China
comenzó a reformar su economía política socialista de
estado después de la muerte de Mao Zedong en 1976. El pragmático
programa de reformas de mercado de Deng Xiaoping fue
legitimado formalmente en la histórica sesión plenaria del
Partido Comunista de 1978 para reemplazar la ingeniería
social maoísta utópica. Treinta años después, China es
hoy la segunda mayor economía del mundo, la tercera mayor
en comercio y, con enormes reservas de divisas extranjeras
(1,4 billones de dólares o el 40 % del producto interno
bruto en 2007) y enorme exceso de capital, el tercer mayor
exportador de capitales. Además, China es también el
segundo mayor consumidor de petróleo y es responsable por
alrededor del 20 % del consumo de los recursos minerales de
la tierra, produciendo el 15 % de las emisiones mundiales en
el proceso.
En
el contexto más amplio del desarrollo chino y de los
desarrollos nacionales en general, están produciéndose
cambios mayores en la política, la economía, las
relaciones internacionales y la geopolítica mundiales desde
el final de la guerra fría, en particular desde el colapso
del bloque soviético y las transiciones poscomunistas por
un lado, y la marcha progresiva transnacional de la
liberalización, la desregulación y la privatización, por
otro. Estos cambios han alterado profundamente los parámetros
de la modernización en China con respecto a aquellos con
los cuales estaban comprometidos los reformadores imperiales
de la segunda mitad del siglo XIX y mucho más los
revolucionarios republicanos y comunistas del siglo XX. Además,
mientras más profundamente un país es integrado a los
mercados mundiales, más fuertes son la dependencia y las
restricciones que encuentra en sus opciones políticas y
estratégicas.
La
trayectoria de las reformas ha atravesado hasta ahora en
China dos etapas distintas y está entrando en una tercera,
cuya naturaleza todavía está por definirse. La primera,
comenzada en 1977, estuvo inspirada por las rupturas en el
pensamiento nacional iniciadas por el partido, expresadas en
consignas tales como “reforma y apertura”, “economía
socialista de mercado” y “construir un socialismo
altamente civilizado, altamente democrático”. La idea
principal era entonces que China “hiciera uso” de los
mecanismos de mercado y de las avanzadas capacidades de
gestión y tecnología del mundo capitalista para sus
propios propósitos socialistas. En efecto, la primera década
de la reforma contempló algunos magníficos logros: desde
“liberar la mente” (un movimiento autocrítico dentro
del partido comunista) hasta la descentralización política
y económica, incluyendo esfuerzos para limitar los periodos
de desempeño de los cuadros dirigentes y separar al partido
del gobierno, la administración y la gerencia empresarial;
y desde el alivio de la pobreza hasta la promoción de las
empresas colectivas municipales y aldeanas (TVE, siglas de
su nombre en inglés) a fin de proveer de empleo, ingresos y
prosperidad a las comunidades locales. Uno de los rasgos
indisputables fue la marcada mejora en el nivel general de
vida para la amplia mayoría de la población china: 400
millones de personas fueron sacadas de la pobreza, y el
dinamismo de los negocios se expandió a través de las áreas
urbanas y rurales de China. Un comprometido programa anti–pobreza,
financiado por el estado central con amplia participación
desde abajo, ejemplificó los primeros métodos chinos del
desarrollo.
Después
de los disturbios de la protesta de Tiananmen de 1989
(contra el deterioro de los servicios públicos y de la
seguridad social y el aumento de la corrupción de los
funcionarios) y su violento final, el siguiente paso de
China quedó en claro sin lugar a dudas en 1992, cuando se
relajaron las sanciones internacionales y Deng recorrió el
sur para impulsar las zonas económicas especiales
anunciando que “el desarrollo es la regla de hierro”.

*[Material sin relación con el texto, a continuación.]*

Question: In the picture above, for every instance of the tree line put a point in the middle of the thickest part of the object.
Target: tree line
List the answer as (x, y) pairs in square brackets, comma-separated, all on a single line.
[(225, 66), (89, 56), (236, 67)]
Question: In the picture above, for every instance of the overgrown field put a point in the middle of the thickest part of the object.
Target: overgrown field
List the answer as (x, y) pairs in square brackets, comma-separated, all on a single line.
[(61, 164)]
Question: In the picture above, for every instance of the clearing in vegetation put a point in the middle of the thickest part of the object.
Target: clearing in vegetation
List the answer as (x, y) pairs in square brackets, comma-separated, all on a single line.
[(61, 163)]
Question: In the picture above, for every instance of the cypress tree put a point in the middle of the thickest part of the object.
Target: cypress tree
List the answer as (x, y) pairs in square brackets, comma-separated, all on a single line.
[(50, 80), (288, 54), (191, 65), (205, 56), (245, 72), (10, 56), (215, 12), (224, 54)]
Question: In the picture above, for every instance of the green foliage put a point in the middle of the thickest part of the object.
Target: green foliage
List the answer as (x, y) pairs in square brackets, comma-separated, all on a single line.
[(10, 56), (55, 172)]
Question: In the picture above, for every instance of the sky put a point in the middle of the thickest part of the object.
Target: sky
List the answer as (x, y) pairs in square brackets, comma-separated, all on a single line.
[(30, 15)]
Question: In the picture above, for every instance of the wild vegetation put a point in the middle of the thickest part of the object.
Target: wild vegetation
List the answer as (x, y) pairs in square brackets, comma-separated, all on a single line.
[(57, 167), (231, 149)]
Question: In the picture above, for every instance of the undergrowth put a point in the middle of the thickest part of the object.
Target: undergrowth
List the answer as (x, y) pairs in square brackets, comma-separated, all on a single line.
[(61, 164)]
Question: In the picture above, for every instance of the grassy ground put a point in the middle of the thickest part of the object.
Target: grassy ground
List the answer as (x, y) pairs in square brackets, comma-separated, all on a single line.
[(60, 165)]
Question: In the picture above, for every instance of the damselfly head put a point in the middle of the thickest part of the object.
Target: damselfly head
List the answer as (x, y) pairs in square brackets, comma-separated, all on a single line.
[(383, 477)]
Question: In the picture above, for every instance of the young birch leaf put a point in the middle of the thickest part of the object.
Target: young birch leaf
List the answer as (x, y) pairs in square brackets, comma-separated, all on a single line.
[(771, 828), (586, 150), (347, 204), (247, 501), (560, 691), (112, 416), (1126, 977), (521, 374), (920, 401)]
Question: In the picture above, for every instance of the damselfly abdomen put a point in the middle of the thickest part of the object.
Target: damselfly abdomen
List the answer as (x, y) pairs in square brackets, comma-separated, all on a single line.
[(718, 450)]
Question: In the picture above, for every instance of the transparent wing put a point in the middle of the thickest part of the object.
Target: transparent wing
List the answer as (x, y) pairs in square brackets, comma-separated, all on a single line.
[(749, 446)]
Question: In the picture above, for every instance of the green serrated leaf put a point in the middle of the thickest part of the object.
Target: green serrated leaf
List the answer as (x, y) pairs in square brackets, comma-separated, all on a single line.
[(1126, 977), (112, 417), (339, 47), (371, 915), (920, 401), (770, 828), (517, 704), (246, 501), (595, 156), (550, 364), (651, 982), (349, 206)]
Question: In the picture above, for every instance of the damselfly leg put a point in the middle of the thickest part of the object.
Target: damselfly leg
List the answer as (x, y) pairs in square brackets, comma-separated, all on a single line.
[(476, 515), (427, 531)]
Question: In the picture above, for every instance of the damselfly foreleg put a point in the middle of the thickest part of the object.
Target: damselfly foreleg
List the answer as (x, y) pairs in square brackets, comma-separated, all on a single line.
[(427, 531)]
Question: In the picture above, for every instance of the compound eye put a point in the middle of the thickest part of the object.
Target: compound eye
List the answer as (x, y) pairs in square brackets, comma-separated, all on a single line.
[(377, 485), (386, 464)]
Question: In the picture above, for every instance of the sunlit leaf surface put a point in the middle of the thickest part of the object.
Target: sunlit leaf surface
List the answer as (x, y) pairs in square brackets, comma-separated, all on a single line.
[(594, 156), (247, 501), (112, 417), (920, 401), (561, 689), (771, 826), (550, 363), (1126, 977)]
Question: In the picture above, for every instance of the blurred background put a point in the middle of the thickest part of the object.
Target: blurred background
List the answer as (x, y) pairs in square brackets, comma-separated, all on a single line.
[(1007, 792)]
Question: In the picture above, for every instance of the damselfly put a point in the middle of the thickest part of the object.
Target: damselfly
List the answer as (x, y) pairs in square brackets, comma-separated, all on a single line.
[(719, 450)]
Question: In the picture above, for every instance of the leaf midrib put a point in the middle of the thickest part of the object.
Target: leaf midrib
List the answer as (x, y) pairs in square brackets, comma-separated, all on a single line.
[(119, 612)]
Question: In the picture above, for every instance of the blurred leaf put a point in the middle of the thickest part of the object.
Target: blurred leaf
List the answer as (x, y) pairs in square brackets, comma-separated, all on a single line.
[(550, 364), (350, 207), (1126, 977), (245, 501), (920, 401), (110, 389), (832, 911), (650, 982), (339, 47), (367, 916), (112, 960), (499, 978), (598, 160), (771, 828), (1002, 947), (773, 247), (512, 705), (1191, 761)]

Una trágica ironía de la historia: en vez de refrenar los
problemas iniciales que causaron los movimientos de
estudiantes y ciudadanos de 1989, resultó que estos
movimientos allanaron el camino para cambios más radicales
en la década de 1990, bajo las fuerzas combinadas del
ajuste del mercado y la violencia estatal. Recién en 2002,
en que los dirigentes de la “cuarta generación”
asumieron el poder de manos de Jiang Zemin (quien como
secretario general del partido impulsó lejos la línea de
Deng), ciertos errores serios del desarrollismo comenzaron a
ser adjudicados al nivel político, si bien sólo tímida e
ineficazmente. La necesitada reorientación que pudiera
devolver a China a su senda reformista de integración
selectiva al mundo en la prosecución de una economía
socialista de mercado y democrática dependería de las
correspondientes determinación política y presiones
populares organizadas. Ya que es completamente posible que
una transformación esencialmente capitalista sea
irreversible, en tanto que ha confundido e
institucionalizado muchos y poderosos intereses creados,
tales como la alianza de la elite –funcionarios, grandes
empresarios y académicos/medios de comunicación– formada
en la temeraria segunda fase de acuerdo con un
“capitalismo burocrático”. El acceso de China a la OMC
en 2001 también le impuso al país un
“auto–fortalecimiento” artificial que resiste los
cambios.
Estas
“reformas” radicales significaron realmente una
transformación revolucionaria en el carácter del estado en
China, en su estructura económica y relaciones sociales. La
privatización generalizada, en particular, fue sobre todo
la encarnación de la corrupción. Aunque eufemísticamente
llamada “reestructuración”, fue aplicada por los
gobiernos locales con una explícita luz verde desde arriba.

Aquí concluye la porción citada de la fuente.